Gatot menyebutkan faksinya telah bekerjasama dengan Kementerian ATR/BPN dalam masalah itu. Polisi minta kementerian membantunya bila ada oknum-oknum di kementerian yang ikut menolong tindakan sindikat itu.

Klaim Bonus Deposit 10% Dan Seterusnya, Bonus Cashback 5% Tiap Minggunya, Bonus Rollingan 0.7%, Bonus Referensi Teman 5% Hanya Dengan Deposit 50 Ribu

Lihat Kontak Kami Klik Disini :

“Selanjutnya misalnya ini surat palsu tetapi kok dapat balik nama, nah itu kita dibantu Pak Menteri. Beliau benar-benar terbuka serta mengemukakan barusan jika memang benar ada yang terjebak ya tindak saja pelaku itu,” papar Gatot.

Dalam peluang yang sama, Menteri ATR/BPN Sofyan Jalil mempersilakan faksi kepolisian untuk menindak anggota kementerian yang turut menolong sindikat itu. Sofyan ada di Polda Metro ini hari dalam rencana bekerjasama dengan Kapolda Metro berkaitan beberapa kasus mafia tanah yang sedang diatasi oleh Polda Metro.

“Saat ini kita kerja sama juga dengan kepolisian, jika ada mafia tanah yang memalsukan dokumen dan sebagainya kita adukan ke faksi kepolisan serta alhamdulillah ditindak tegas kepolisian,” kata Sofyan.

Sofyan menyebutkan faksinya akan melakukan perbaikan skema di badan kementerian itu.

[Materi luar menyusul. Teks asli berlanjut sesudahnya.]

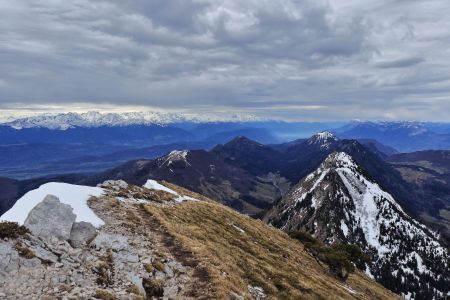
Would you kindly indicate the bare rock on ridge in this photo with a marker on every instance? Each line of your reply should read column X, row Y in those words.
column 51, row 219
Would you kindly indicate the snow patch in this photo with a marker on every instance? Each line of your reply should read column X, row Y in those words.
column 154, row 185
column 74, row 195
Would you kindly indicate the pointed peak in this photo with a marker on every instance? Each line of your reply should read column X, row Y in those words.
column 324, row 138
column 173, row 156
column 340, row 160
column 325, row 135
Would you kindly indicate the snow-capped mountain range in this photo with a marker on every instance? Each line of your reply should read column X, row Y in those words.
column 64, row 121
column 339, row 202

Perbaikan itu untuk menghindarkan praktik-praktik pemalsuan sertifikat tanah mengingat sekarang Kementerian ATR/BPN tengah konsentrasi keluarkan sertifikat tanah sebanyak-banyaknya sesuai petunjuk Presiden Joko Widodo.

“Kami butuh melakukan perbaikan agar kelak warga memiliki kejelasan hukum demikian kelak ada sertifikat yang saat ini anda tahu jika Pak Presiden memerintah kami keluarkan sertifikat sebanyak-banyaknya serta insyaallah tahun 2025 semua tanah di Indonesia dapat kita temukan,” papar Sofyan.

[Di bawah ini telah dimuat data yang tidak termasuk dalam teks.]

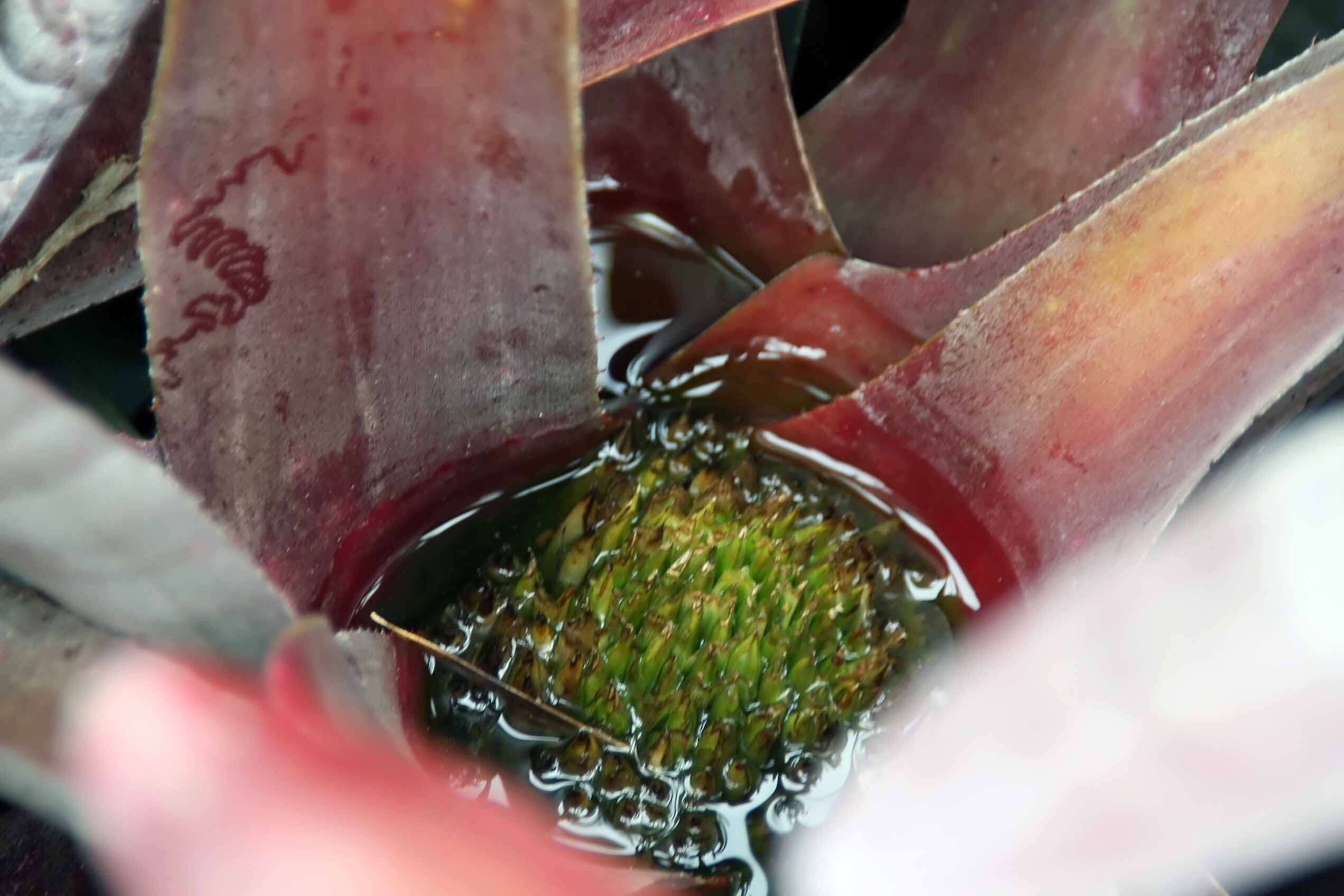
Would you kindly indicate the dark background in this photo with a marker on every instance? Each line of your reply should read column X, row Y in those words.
column 97, row 358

Didapati, polisi tangkap sindikat penipu, yaitu terduga D, R, S, serta A sebab lakukan penipuan dengan modus beli rumah elegan. Polisi juga tangkap 3 terduga yang lain yang masih juga dalam sindikat ini.

Sindikat ini berlaga lewat cara berpura-pura beli rumah, lalu menggadaikan surat rumah punya korbannya. Terduga selanjutnya menggandakan surat rumah itu serta memberinya ke korban.

Rumah sebagai target barisan ini terhitung rumah elegan seharga Rp 15 miliar lebih. Untuk memuluskan laganya, komplotan ini menyewa rumah di lokasi Tebet, Jakarta Selatan. Rumah itu jadikan kantor notaris bodong.